10. The method of claim 1, wherein, The location features of at least one point are processed using a pre-trained first network model to obtain the trend information of the corresponding lane line, and a target lane line containing the initial point set is generated based on the trend information, including: The positional features of the at least one point are processed using a pre-trained first network model to obtain the trend information of the corresponding lane line along the first direction, and multiple points are generated based on the trend information in the first direction until a preset stopping position in the first direction is reached. Starting from a preset stop position in the first direction, the first network model is used to predict the trend information of the corresponding lane line along the second direction, and multiple points are generated based on the trend information in the second direction until the preset stop position in the second direction is reached, wherein the first direction and the second direction are opposite.

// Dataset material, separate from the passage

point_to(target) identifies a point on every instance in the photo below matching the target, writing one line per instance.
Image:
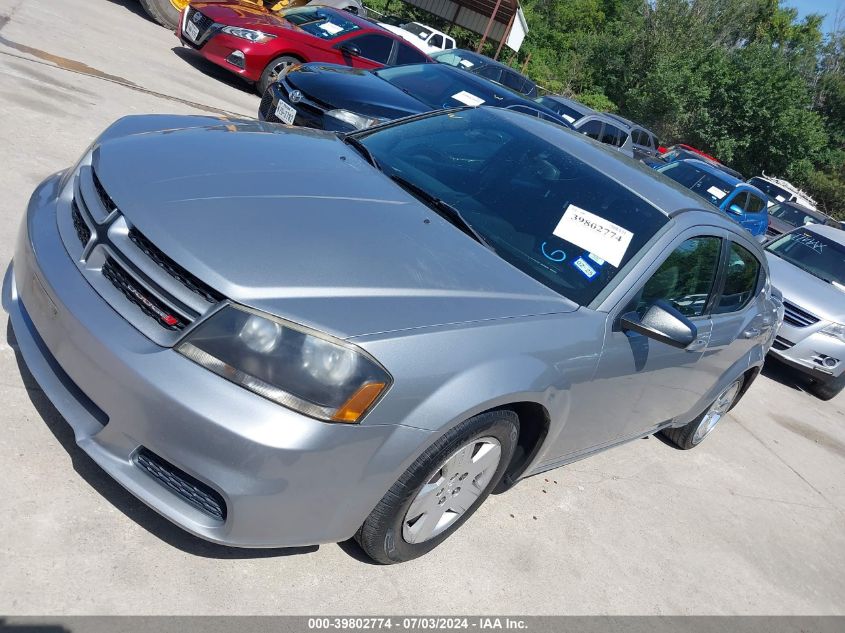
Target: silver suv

11. The method of claim 1, wherein, The positional features of the at least one point are processed using a pre-trained first network model to obtain the trend information of the corresponding lane lines, including: The positional features of at least one point in the initial point set in the first direction are processed using a pre-trained first network model to obtain the trend information of the corresponding lane line along the first direction. A pre-trained first network model is used to process the positional features of at least one point in the initial point set in the second direction to obtain the trend information of the corresponding lane line along the second direction, wherein the first direction is opposite to the second direction.

12. The method of claim 1, wherein, The method further includes: Obtain the coordinate sequence of multiple lane lines; Extract the coordinate offset and offset features from each point in each lane line to the next point to generate the first training set; and The initial first network model is trained using the first training set to obtain the trained model.

13. The method of claim 2, wherein, The method further includes: Obtain a second training set, in which the training images are labeled with multiple lane lines and the coordinate offset of each point in each lane line to the next point; The initial second network model is trained using the second training set to obtain the trained model.

14. The method of claim 1, wherein, When the initial set of points includes multiple points, the multiple points are located on the same lane line, or the multiple points are distributed on multiple lane lines.

15. A lane line detection device characterized by comprising: include: The acquisition module is used to acquire images including lane lines; A processing module is used to determine an initial set of points in the image, the initial set of points being located on lane lines in the image; Extract the positional features of at least one point in the initial point set; The positional features of the at least one point are processed using a pre-trained first network model to obtain the trend information of the corresponding lane line, and a target lane line containing the initial point set is generated based on the trend information. The first network model includes a first network branch and a second network branch; The first network branch is used to predict the trend information of the corresponding lane line from the first direction; The second network branch is used to predict the trend information of the corresponding lane line from the second direction; The first direction is opposite to the second direction.

16. An electronic device, comprising: include: A memory and a processor, wherein the processor is connected to the memory; The memory is used to store programs; The processor is configured to invoke a program stored in the memory to execute the method as described in any one of claims 1-14.

17. A storage medium, characterized by It stores a computer program, which, when executed by a processor, performs the method as described in any one of claims 1-14.